Dapo Awofisayo is an agriculturist who has carved a niche for himself in palm oil production. In this interview with Emmanuel Okogba, he speaks on how the palm oil business in Nigeria can get the attention it deserves and more. Excerpts…
Tell us about what you do
I am the Group Executive Director of CPL Group and Executive Director of Ore IRELE Oil Palm Company. CPL is a company with interests in Manufacturing, Healthcare, Agriculture, Real estate. Ore IRELE is a company with a 4000 hectare oil palm plantation and we process palm oil.
You could have chosen any other form of business to venture into but you chose oil palm, can you tell us the rationale behind that choice?
My focus has always been on essential businesses. Food/agriculture will always be essential. Which means it will always be commercially viable all things being equal. Oil palm fruits have multiple uses and there’s little to no wastage. Very interesting product when looked at closely. The sector also shows good resistance to external shocks like oil prices and Forex changes. It has been resilient throughout this pandemic. Its resilience through political and economic shocks really justifies my choice.
Do you think this sector is getting the kind of attention it deserves from investors, being that Nigeria with her over 200 million population does a lot of food consumption and palm oil is one of the essentials needed for food production?
Absolutely it is. The federal government under the administration of President Buhari and the CBN Governor, Godwin Emefiele has done a lot driving attention towards the sector. It’s the only thing Government can do. Don’t forget the market decides by itself where capital goes. More Private capital could go into oil palm if the FG and CBN can make cheap credit available. Agriculture needs patient capital and a patient investor. At going rates, there are better options for private capital than agriculture so that’s why you haven’t seen enormous activity. FG and CBN can make it happen. They achieved this with rice and can achieve same with oil palm.
What are the requirements for venturing into oil palm business and what are some of the challenges you have faced in the time you have spent doing this business?
Expert knowledge on plantation management is very important. The most important requirements are capital and patience. Challenges we typically face are multiple taxation is a major issue, pilfering of fruits is hard to stop, security challenges are there as well but have reduced seriously. For those in the business looking to raise capital, accessing agric loans is also a challenge.

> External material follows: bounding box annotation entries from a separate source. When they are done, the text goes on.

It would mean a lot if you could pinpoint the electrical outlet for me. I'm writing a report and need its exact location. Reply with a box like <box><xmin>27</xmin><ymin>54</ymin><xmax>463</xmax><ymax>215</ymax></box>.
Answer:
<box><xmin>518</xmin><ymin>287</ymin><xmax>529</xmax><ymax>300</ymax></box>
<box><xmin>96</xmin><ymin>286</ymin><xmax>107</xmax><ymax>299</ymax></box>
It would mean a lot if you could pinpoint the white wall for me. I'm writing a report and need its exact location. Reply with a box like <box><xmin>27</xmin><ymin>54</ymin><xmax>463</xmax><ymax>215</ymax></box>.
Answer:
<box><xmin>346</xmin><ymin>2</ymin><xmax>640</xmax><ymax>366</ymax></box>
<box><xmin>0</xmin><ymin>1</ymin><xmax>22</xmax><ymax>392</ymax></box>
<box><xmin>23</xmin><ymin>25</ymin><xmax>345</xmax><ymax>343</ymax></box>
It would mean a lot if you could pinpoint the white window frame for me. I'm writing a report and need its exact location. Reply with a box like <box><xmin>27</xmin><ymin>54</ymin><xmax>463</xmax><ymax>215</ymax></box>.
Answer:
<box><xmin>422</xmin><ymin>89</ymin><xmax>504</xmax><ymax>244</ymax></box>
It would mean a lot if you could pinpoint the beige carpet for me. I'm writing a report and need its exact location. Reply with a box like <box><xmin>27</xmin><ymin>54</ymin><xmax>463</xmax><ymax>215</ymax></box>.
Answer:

Do you have plans/programmes to mentor those interested in palm oil production or are there investment opportunities for those looking to partner with you?
As for mentoring, there are no plans for that yet. We are still growing, trying to develop the company. Perhaps when we’ve reached the level of giants in the industry we will include that in our CSR.
How do intend to draw more awareness to the oil palm business/industry that has been under-reported and under-invested in, in Nigeria?
The only way to draw attention to an industry is by thriving, by being successful. Like I said, private capital directs itself to where good returns are guaranteed. The more companies succeed in this sector, the more people will be aware of the sector. You can’t market an economic sector, it markets itself.
A recent report by BusinessDay revealed that palm oil importation from Malaysia dropped by 24% due to the coronavirus pandemic. How can the palm oil production industry in Nigeria leverage on this opportunity to grow the business?
Most economic activities were affected due to the pandemic. I expect that this drop in importation is temporary, if the drop was due to the pandemic. With economic activities picking up, such importation will increase again. The local demand far outweighs the local production or supply, so that gap must be filled. Usually, importation fills that gap.
What are you doing to change the way palm oil production is done as we know it?
Palm production comes in two parts. You have the plantation and you have the processing. Plantation consists of planting, harvesting and maintenance while processing involves milling fruits that have been harvested. Majority of the labour goes into the plantation. Even with mechanized farming, you’d still need physical labour to do your planting, routine maintenance and harvesting. The processing is all motorized and mechanized so it involves little amount of labour. As technology evolves with time, it could further simplify our processes. However, for now we are not trying to reinvent the wheel.